Jennifer Minner, City and Regional Planning, and Kurt Jordan, Anthropology and American Indian and Indigenous Studies, reached out to Hart, and suggested that she’d be a great fit for the Rawlings Presidential Research Scholars Program. While she was initially unsure about what her research would be, Hart eventually decided to combine her interests in planning and Native studies.
“In my urban planning classes, we’d studied a lot of underserved minority communities, but I realized that there isn’t much literature regarding Native American communities,” Hart says. While Native Americans living on reservations have long suffered from governmental wrongdoings, she says, the situation is about the same or worse for Natives living in cities: “Cramped housing, lack of indoor plumbing, and difficulty finding jobs or even job training have created major obstacles for Native Americans residing in cities. I hope not only to learn more about these issues but also to contribute more regarding the Seattle community’s strengths to the literature on this subject.”
Seattle’s Urban Communities and Reservations
Part of Hart’s research explores the flow of Native Americans between cities and reservations, a phenomenon that may result in misleading urban population figures for their communities, especially in cities like Seattle. “Officially, Seattle isn’t a top 10 city in terms of Native population size or proportion, but there are several reservations around it,” she explains, “and many Natives frequently move between the two areas. This, along with the city’s waterfront renovation, which is being carried out in collaboration with nearby reservations, made Seattle an interesting place for me to focus my research.”
Hart plans to visit Seattle this summer.

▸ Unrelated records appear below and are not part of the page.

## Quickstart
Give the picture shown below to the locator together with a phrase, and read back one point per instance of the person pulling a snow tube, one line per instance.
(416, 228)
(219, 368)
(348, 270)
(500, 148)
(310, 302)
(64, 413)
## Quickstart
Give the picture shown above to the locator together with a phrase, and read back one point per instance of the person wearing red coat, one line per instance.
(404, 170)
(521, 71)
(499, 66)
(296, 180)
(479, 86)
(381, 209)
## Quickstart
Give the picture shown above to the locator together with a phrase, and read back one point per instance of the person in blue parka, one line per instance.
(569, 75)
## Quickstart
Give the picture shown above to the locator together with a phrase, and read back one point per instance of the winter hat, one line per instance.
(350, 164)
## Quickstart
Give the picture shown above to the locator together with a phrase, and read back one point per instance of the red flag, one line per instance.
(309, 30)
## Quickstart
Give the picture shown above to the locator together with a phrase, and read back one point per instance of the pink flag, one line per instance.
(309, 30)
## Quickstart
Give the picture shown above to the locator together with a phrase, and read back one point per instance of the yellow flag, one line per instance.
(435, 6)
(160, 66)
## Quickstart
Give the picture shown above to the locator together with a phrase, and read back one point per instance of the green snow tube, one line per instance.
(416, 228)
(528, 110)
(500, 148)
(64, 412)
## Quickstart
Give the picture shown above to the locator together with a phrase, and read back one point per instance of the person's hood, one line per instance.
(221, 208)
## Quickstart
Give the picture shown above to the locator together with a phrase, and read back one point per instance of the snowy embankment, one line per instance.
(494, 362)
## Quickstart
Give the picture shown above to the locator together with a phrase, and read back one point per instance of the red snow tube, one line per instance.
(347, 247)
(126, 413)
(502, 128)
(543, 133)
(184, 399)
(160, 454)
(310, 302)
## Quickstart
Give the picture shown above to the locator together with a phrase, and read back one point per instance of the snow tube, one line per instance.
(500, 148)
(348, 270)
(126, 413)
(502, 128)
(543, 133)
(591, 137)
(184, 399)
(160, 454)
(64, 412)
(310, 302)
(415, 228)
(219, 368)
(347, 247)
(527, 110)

She will study the operations of major nonprofits, such as the Daybreak Star Cultural Center, which are focused on Native American communities and issues. “I want to understand their role in the urban Native social network and how the community perceives their effectiveness.” While she acknowledges the inherent strength that Native-run non-profits should bring to the community, Hart feels that politics within the organizations, as well as frequent large-scale staff turnover, may be damaging their efforts.

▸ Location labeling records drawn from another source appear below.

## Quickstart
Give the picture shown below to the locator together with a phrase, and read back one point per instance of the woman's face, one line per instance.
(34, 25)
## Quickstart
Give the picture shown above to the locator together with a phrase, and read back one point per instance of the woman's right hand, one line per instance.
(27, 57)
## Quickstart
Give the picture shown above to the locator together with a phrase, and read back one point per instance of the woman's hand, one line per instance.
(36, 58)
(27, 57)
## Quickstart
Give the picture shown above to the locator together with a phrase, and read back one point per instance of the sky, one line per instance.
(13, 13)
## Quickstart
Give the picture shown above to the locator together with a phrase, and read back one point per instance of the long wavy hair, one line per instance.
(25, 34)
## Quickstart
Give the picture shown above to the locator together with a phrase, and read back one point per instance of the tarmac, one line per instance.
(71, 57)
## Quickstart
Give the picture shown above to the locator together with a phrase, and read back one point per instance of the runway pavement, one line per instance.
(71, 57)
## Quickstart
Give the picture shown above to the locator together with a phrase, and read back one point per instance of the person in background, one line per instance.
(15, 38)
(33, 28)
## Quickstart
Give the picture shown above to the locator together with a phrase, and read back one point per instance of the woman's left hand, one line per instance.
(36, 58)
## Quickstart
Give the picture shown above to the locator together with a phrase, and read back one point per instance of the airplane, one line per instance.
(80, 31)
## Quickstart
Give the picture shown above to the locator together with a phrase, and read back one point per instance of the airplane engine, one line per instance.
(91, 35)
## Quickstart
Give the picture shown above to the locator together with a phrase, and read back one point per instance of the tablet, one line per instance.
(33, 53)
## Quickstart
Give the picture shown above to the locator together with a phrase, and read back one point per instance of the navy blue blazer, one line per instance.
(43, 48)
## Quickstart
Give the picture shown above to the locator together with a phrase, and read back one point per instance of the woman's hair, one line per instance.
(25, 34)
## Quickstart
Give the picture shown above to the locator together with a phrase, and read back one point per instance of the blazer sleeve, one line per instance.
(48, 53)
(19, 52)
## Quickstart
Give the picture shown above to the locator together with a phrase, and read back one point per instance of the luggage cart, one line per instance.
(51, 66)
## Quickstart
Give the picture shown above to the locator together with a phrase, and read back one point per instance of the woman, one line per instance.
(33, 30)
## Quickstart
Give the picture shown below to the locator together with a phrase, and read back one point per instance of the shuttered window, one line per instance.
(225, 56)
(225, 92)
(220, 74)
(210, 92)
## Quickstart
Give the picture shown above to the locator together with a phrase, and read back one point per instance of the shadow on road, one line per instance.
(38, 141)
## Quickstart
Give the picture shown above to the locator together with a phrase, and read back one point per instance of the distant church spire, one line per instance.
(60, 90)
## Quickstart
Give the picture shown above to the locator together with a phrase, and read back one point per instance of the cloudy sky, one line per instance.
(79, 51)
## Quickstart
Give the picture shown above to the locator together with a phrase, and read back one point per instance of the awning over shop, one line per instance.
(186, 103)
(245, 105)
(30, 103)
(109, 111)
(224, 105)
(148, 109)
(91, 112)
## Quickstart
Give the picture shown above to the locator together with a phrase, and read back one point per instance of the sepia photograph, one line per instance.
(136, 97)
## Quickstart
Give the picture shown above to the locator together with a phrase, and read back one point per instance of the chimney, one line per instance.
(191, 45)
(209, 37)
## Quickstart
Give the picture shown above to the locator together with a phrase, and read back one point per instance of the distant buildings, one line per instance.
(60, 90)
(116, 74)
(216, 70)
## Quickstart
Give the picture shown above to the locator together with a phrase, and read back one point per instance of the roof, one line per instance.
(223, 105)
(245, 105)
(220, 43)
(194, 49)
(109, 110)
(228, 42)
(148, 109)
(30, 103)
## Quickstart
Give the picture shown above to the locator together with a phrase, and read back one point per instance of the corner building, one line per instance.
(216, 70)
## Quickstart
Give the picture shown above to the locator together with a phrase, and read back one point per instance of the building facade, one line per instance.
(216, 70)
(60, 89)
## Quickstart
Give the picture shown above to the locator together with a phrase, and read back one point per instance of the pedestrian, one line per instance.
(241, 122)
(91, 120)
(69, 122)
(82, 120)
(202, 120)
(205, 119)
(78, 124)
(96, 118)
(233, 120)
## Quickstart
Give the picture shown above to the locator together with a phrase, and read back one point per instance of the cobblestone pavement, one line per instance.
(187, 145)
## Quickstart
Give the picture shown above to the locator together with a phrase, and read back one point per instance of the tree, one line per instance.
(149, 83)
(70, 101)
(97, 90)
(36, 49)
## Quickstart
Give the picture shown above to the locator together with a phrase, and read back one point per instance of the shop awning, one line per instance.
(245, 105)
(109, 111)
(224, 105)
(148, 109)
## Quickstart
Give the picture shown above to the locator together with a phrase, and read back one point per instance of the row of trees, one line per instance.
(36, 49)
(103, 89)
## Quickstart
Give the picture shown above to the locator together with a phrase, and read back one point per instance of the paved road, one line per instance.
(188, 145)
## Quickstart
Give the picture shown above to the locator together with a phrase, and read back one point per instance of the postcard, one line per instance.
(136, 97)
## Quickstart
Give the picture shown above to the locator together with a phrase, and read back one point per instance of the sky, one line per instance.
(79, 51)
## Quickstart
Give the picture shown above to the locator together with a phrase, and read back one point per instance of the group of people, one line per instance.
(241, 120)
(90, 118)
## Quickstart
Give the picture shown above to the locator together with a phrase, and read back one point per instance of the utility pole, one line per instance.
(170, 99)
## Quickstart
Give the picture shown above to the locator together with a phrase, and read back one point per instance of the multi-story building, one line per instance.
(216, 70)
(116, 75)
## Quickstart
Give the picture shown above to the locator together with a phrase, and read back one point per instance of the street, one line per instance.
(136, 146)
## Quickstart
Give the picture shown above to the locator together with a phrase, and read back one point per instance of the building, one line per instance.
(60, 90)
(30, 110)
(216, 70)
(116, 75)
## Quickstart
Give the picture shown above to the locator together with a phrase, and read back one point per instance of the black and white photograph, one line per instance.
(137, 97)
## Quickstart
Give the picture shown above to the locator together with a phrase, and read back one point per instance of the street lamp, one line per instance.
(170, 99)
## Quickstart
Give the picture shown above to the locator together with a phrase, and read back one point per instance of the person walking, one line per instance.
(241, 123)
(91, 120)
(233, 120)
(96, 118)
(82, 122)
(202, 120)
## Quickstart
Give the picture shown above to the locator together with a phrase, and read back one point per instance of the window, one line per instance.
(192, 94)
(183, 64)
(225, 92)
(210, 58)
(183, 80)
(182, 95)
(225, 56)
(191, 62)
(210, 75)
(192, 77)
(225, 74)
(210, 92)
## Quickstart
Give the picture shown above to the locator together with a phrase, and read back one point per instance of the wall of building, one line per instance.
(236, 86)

“I’d like to see my work increase civic collaboration with Native communities.”
Hart also plans to talk to community leaders both off and on reservations to understand their perception of urban social networks as well as strengths and issues within communities. A potential roadblock, in her opinion, may be that despite her Native identity, Seattle’s Native communities may view her as an outsider, especially since she has no ties to the area. This, she feels, may limit the information people are willing to share with her. Moreover, the preliminary research she is currently undertaking occasionally seems overly thorough or too general, but she is determined to reach Seattle comprehensively prepared.
“Even the little things will prepare me for when I arrive in Seattle. I care deeply about Indigenous issues, and I’d like to transmit my respect for the Native community as clearly as I can.”

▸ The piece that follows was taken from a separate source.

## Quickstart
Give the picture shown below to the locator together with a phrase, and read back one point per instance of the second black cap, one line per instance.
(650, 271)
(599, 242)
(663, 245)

After graduating, Hart plans to work for non-profit organizations or municipal planning departments. “I started out as an architecture major at Cornell, but I quickly realized that urban planning interested me more. I’d like to see my work increase civic collaboration with Native communities.”
Hart says that, had she not chosen to attend Cornell and live in Akwe:kon—the American Indian and Indigenous Studies Program residence hall—she would not be doing this research. Returning to her ancestral Haudenosaunee homelands by attending a school with rich cultural resources has allowed her to deepen her understanding of her Seneca background.
“I spent most of my life in Louisiana, where Native issues are deep and real but also distant from my home in Baton Rouge. Coming into a Native community at Cornell in my freshman year has helped me understand how I can and should look to contribute, learn, and grow.” While she acknowledges that this research is a learning process, Hart has hope that it will foster inclusive and collaborative planning in the future.